Personal savings remain the most common source of startup capital, especially for rural entrepreneurs. Yet, rural areas have lower median household incomes and home values, limiting personal wealth as a financing tool. Traditional small business loans from banks are important for stable, incremental growth, especially for businesses in the tradable goods (e.g., manufacturing, agriculture) and local goods and services sectors (e.g., retail, healthcare, hospitality). However, rural bank consolidations have reduced access to relationship-based lending typical of the small community banks in rural areas, further restricting business formation. Continuing a trend that began in the mid-1980s, the number of rural community banks declined from 5,029 in 1994 to 2,618 in 2024 – a decrease of nearly 48 percent. These financial barriers are even more pronounced in rural areas with higher minority populations, where lower household wealth and limited access to community banks make personal savings and traditional bank loans less accessible, further constraining business formation and economic mobility.

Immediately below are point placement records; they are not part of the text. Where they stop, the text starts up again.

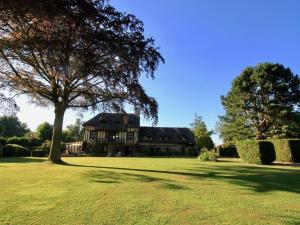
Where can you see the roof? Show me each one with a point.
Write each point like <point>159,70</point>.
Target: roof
<point>114,121</point>
<point>166,135</point>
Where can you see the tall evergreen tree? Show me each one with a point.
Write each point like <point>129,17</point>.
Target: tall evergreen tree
<point>263,102</point>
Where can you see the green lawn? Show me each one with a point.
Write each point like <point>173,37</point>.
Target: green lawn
<point>146,191</point>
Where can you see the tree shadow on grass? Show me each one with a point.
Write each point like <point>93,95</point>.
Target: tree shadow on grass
<point>21,160</point>
<point>112,177</point>
<point>257,179</point>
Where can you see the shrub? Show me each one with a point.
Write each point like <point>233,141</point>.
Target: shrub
<point>95,149</point>
<point>22,141</point>
<point>12,150</point>
<point>227,150</point>
<point>39,153</point>
<point>287,150</point>
<point>207,156</point>
<point>2,141</point>
<point>256,152</point>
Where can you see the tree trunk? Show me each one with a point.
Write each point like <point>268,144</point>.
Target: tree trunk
<point>55,150</point>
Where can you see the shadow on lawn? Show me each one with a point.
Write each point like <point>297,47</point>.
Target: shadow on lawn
<point>258,179</point>
<point>20,160</point>
<point>111,177</point>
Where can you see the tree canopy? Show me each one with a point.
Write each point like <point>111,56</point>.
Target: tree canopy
<point>202,134</point>
<point>44,131</point>
<point>75,54</point>
<point>263,103</point>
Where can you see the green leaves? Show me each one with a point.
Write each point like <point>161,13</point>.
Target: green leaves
<point>261,104</point>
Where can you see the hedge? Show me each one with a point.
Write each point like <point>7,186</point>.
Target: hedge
<point>12,150</point>
<point>256,152</point>
<point>39,153</point>
<point>287,150</point>
<point>22,141</point>
<point>227,150</point>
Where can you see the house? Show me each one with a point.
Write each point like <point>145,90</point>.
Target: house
<point>122,132</point>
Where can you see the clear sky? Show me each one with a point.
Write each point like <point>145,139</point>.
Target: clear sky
<point>206,43</point>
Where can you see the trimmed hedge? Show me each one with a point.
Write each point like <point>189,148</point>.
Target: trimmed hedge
<point>22,141</point>
<point>207,156</point>
<point>256,152</point>
<point>12,150</point>
<point>287,150</point>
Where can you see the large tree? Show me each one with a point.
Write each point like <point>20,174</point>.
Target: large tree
<point>44,131</point>
<point>263,103</point>
<point>75,54</point>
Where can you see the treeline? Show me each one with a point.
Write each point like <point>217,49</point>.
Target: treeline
<point>263,103</point>
<point>16,139</point>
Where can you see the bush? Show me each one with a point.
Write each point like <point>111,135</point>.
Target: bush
<point>207,156</point>
<point>39,153</point>
<point>12,150</point>
<point>256,152</point>
<point>22,141</point>
<point>287,150</point>
<point>227,150</point>
<point>2,141</point>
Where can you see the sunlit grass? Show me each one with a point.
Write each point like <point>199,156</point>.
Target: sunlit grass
<point>146,191</point>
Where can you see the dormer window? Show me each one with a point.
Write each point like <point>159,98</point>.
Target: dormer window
<point>181,138</point>
<point>147,138</point>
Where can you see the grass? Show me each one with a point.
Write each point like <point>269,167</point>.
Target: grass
<point>146,191</point>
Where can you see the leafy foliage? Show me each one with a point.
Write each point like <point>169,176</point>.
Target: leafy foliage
<point>76,54</point>
<point>73,132</point>
<point>256,152</point>
<point>207,156</point>
<point>11,126</point>
<point>202,134</point>
<point>44,131</point>
<point>263,102</point>
<point>12,150</point>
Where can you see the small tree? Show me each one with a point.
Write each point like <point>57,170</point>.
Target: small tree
<point>73,132</point>
<point>202,134</point>
<point>75,54</point>
<point>263,102</point>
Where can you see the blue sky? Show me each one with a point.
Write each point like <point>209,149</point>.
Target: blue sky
<point>206,43</point>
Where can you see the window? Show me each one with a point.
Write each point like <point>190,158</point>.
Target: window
<point>164,138</point>
<point>181,138</point>
<point>93,135</point>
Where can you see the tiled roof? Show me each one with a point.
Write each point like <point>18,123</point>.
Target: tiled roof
<point>114,121</point>
<point>166,135</point>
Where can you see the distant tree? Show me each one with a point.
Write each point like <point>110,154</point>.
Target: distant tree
<point>263,102</point>
<point>73,132</point>
<point>74,54</point>
<point>44,131</point>
<point>202,134</point>
<point>11,126</point>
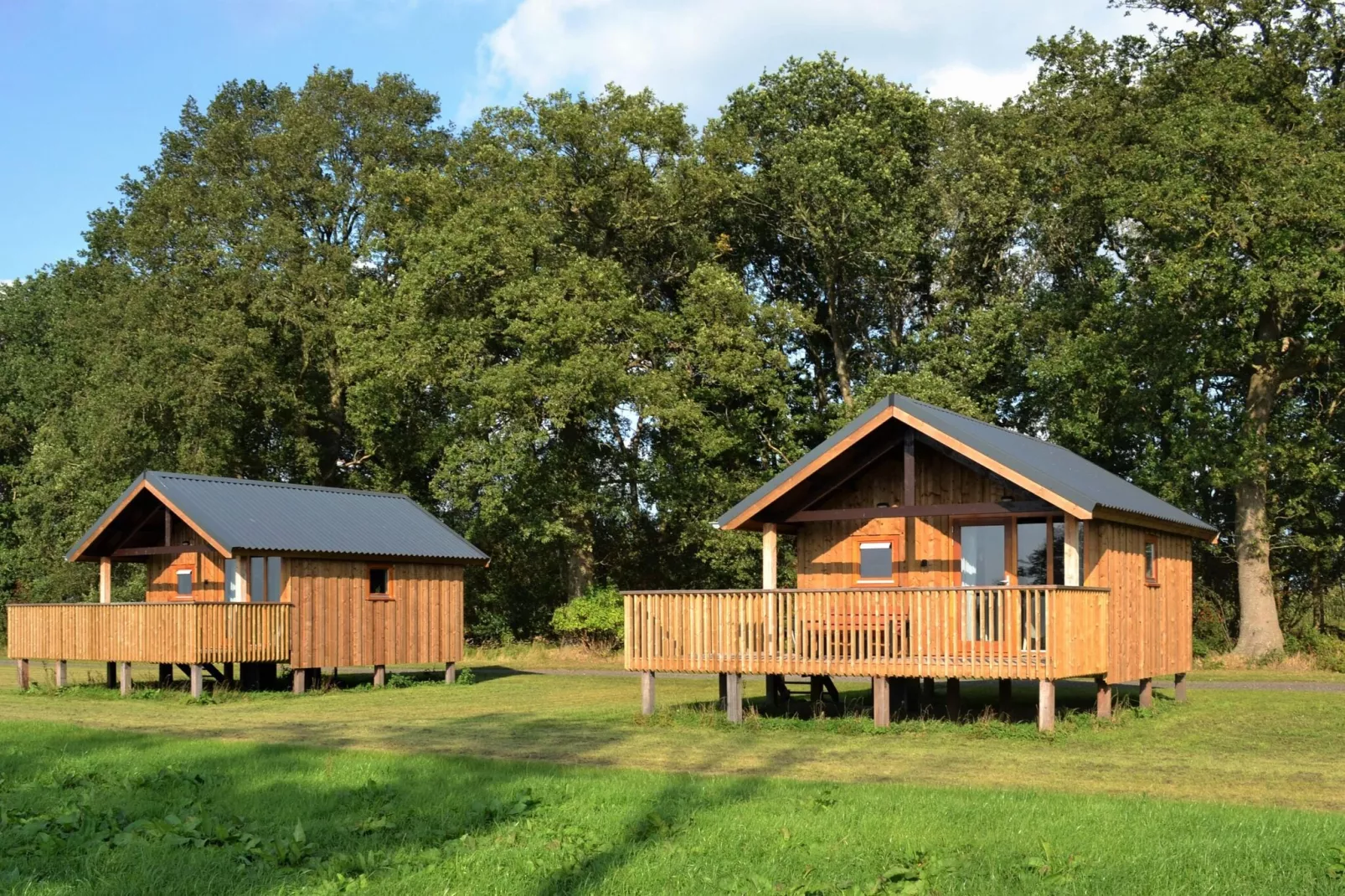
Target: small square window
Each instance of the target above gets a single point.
(876, 560)
(379, 581)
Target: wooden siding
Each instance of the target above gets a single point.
(892, 631)
(163, 632)
(1150, 625)
(337, 625)
(827, 552)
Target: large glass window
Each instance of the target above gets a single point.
(876, 560)
(1032, 552)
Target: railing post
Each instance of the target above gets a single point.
(646, 693)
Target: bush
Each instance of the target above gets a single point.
(596, 619)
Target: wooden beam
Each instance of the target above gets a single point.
(646, 693)
(155, 550)
(1047, 705)
(770, 557)
(982, 509)
(908, 468)
(106, 580)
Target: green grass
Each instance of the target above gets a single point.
(99, 811)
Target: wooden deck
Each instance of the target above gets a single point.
(164, 632)
(1043, 632)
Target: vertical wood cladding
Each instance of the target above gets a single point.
(335, 623)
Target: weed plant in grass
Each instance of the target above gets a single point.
(90, 811)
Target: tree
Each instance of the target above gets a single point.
(1189, 197)
(834, 210)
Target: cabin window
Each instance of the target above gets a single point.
(379, 583)
(273, 579)
(876, 561)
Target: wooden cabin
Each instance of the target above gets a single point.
(932, 545)
(259, 574)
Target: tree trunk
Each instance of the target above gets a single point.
(579, 565)
(1258, 625)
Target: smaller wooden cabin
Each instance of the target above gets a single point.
(260, 574)
(932, 545)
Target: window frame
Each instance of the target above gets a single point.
(892, 560)
(388, 572)
(1150, 568)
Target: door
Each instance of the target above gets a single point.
(983, 567)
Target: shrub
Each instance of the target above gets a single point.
(596, 619)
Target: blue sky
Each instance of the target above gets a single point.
(86, 88)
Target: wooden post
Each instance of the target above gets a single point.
(770, 554)
(1103, 698)
(1071, 550)
(734, 698)
(1045, 705)
(881, 701)
(106, 580)
(912, 698)
(646, 693)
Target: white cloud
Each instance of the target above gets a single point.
(696, 51)
(978, 85)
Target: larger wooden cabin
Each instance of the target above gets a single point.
(260, 574)
(932, 545)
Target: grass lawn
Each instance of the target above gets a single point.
(1234, 791)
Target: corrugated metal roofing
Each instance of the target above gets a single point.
(1052, 467)
(244, 514)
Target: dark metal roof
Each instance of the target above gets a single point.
(244, 514)
(1054, 468)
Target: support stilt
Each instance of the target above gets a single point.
(1047, 705)
(881, 701)
(646, 693)
(734, 698)
(1103, 698)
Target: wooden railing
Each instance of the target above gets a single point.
(164, 632)
(943, 632)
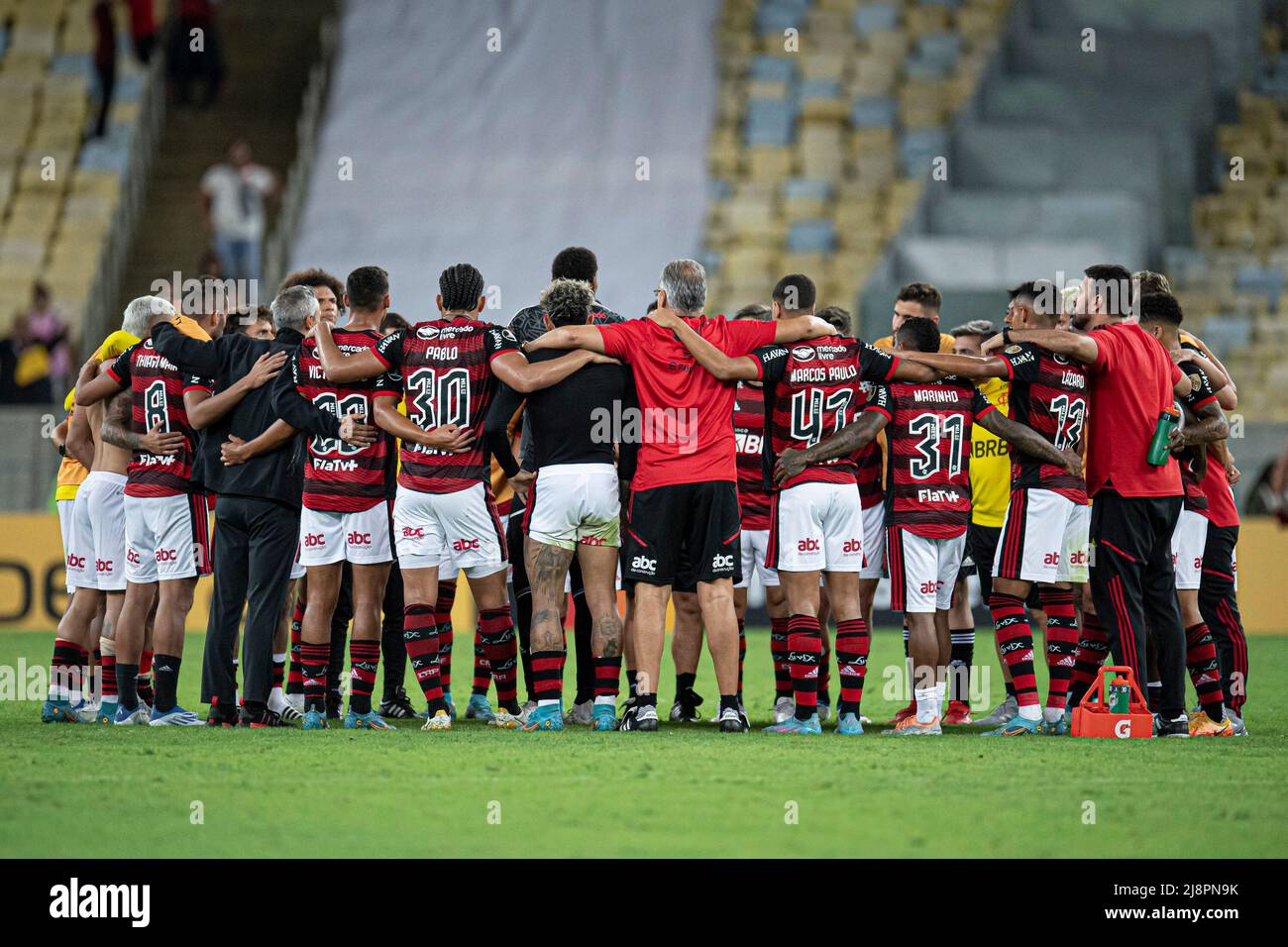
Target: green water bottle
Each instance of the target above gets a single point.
(1159, 451)
(1120, 697)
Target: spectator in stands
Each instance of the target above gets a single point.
(232, 197)
(24, 367)
(187, 59)
(143, 29)
(50, 329)
(104, 60)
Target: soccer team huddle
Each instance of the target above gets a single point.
(353, 474)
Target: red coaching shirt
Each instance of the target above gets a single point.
(1131, 385)
(687, 424)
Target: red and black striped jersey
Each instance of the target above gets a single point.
(1201, 395)
(339, 476)
(811, 392)
(927, 475)
(156, 390)
(868, 463)
(1048, 393)
(443, 368)
(748, 432)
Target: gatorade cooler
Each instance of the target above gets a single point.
(1115, 707)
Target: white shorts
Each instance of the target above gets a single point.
(452, 531)
(166, 538)
(755, 551)
(816, 526)
(103, 497)
(874, 541)
(361, 538)
(575, 502)
(1043, 539)
(80, 544)
(922, 571)
(64, 527)
(1189, 539)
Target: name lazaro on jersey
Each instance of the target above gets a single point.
(811, 390)
(443, 368)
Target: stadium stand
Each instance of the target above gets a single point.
(829, 116)
(59, 193)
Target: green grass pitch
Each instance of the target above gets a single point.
(89, 791)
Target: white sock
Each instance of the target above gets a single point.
(927, 703)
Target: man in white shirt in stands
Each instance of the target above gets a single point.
(232, 196)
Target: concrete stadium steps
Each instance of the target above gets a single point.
(1052, 215)
(1001, 262)
(268, 51)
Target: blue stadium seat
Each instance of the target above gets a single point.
(72, 63)
(868, 20)
(773, 68)
(1261, 281)
(769, 121)
(806, 189)
(776, 16)
(811, 236)
(874, 112)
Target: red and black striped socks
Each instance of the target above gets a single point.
(778, 652)
(1016, 642)
(64, 671)
(420, 634)
(851, 663)
(548, 677)
(295, 676)
(365, 660)
(804, 654)
(1091, 652)
(1061, 646)
(1203, 668)
(314, 660)
(501, 647)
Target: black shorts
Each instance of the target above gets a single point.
(683, 532)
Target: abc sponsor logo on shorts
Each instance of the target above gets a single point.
(652, 425)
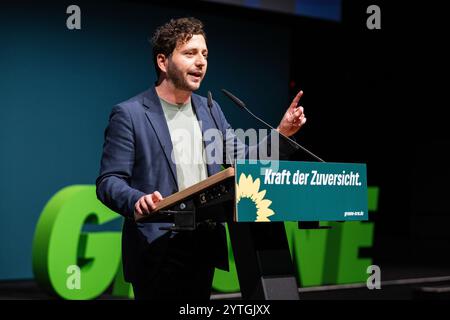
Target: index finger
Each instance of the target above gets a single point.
(296, 99)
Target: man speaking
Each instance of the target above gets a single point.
(144, 160)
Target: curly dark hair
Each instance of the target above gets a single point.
(168, 36)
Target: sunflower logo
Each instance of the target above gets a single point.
(248, 197)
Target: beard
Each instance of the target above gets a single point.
(176, 76)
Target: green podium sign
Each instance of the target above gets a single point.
(300, 191)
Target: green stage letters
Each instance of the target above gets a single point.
(60, 244)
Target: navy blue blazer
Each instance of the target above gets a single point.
(137, 161)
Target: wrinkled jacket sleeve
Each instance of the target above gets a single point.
(116, 168)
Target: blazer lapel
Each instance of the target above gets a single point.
(156, 117)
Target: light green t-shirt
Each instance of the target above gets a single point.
(188, 151)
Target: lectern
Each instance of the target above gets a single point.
(327, 192)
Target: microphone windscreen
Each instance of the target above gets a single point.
(233, 98)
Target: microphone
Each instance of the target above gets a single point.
(210, 105)
(241, 104)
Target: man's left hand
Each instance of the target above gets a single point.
(293, 119)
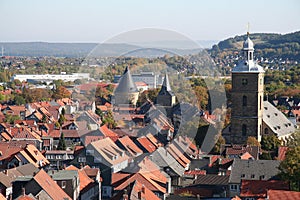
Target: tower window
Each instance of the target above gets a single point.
(244, 81)
(244, 129)
(266, 131)
(244, 100)
(260, 102)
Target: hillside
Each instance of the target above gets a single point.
(268, 45)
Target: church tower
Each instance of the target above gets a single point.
(247, 97)
(126, 91)
(165, 96)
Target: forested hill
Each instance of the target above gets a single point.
(268, 45)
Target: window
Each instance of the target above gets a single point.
(244, 81)
(244, 129)
(233, 187)
(260, 81)
(260, 102)
(63, 184)
(244, 100)
(89, 152)
(82, 159)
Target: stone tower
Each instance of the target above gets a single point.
(126, 91)
(165, 96)
(247, 97)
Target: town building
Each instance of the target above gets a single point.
(251, 115)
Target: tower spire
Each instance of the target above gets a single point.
(248, 28)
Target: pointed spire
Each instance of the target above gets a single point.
(166, 88)
(126, 70)
(166, 85)
(126, 83)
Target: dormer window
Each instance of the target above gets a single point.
(244, 81)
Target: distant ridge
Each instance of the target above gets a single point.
(286, 46)
(36, 49)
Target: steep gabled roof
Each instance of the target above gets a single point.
(258, 188)
(126, 84)
(253, 170)
(283, 194)
(276, 120)
(49, 186)
(130, 146)
(140, 191)
(84, 179)
(166, 88)
(110, 152)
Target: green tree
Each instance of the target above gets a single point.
(108, 119)
(219, 143)
(290, 168)
(11, 118)
(62, 143)
(63, 111)
(270, 143)
(61, 119)
(252, 141)
(19, 100)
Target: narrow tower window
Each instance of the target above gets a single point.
(244, 129)
(244, 100)
(260, 102)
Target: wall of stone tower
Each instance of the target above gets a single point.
(166, 100)
(126, 98)
(247, 106)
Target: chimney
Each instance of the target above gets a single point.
(125, 195)
(23, 191)
(143, 188)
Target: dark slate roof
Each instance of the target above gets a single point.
(166, 88)
(253, 170)
(126, 84)
(63, 174)
(199, 164)
(211, 179)
(277, 121)
(163, 159)
(27, 169)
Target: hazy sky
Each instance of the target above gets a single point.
(96, 21)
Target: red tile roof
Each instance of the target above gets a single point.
(130, 146)
(84, 179)
(281, 153)
(49, 186)
(139, 191)
(282, 194)
(258, 188)
(108, 133)
(92, 138)
(146, 144)
(195, 172)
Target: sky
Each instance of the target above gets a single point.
(98, 21)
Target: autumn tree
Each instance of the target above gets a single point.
(270, 143)
(61, 143)
(221, 141)
(252, 141)
(290, 166)
(61, 92)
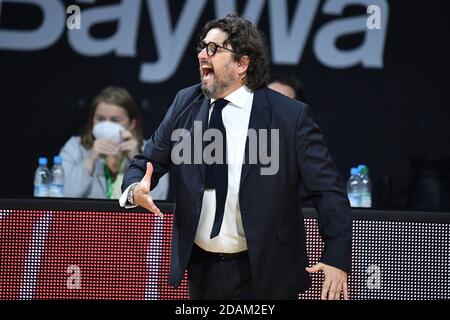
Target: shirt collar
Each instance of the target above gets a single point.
(238, 97)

For scalable, high-growth startups, especially in the tradable services sector (e.g., SaaS, consulting, IT services, digital marketing), venture capital is especially crucial, but remains highly concentrated in urban hubs as venture capital firms favor local, established networks. This exclusionary investment pattern exacerbates geographic disparities, even more so for rural women and minority entrepreneurs, and limits the potential for rural innovation hubs. Despite making up 12% of all U.S. businesses, rural businesses receive less than 1% of venture capital funding. This funding gap excludes rural entrepreneurs from critical investment networks, limits their ability to scale, and prevents venture capital investors from accessing innovative ideas emerging from rural communities.
Federal business loan, grant, and venture capital programs (SBA, SBIR/STTR, SSBCI, etc.) have widened rather than closed the rural-nonrural financial gap and the majority of state government place-based business programs disproportionately benefit large corporations in urban areas at the expense of small businesses and entrepreneurship, especially in rural areas.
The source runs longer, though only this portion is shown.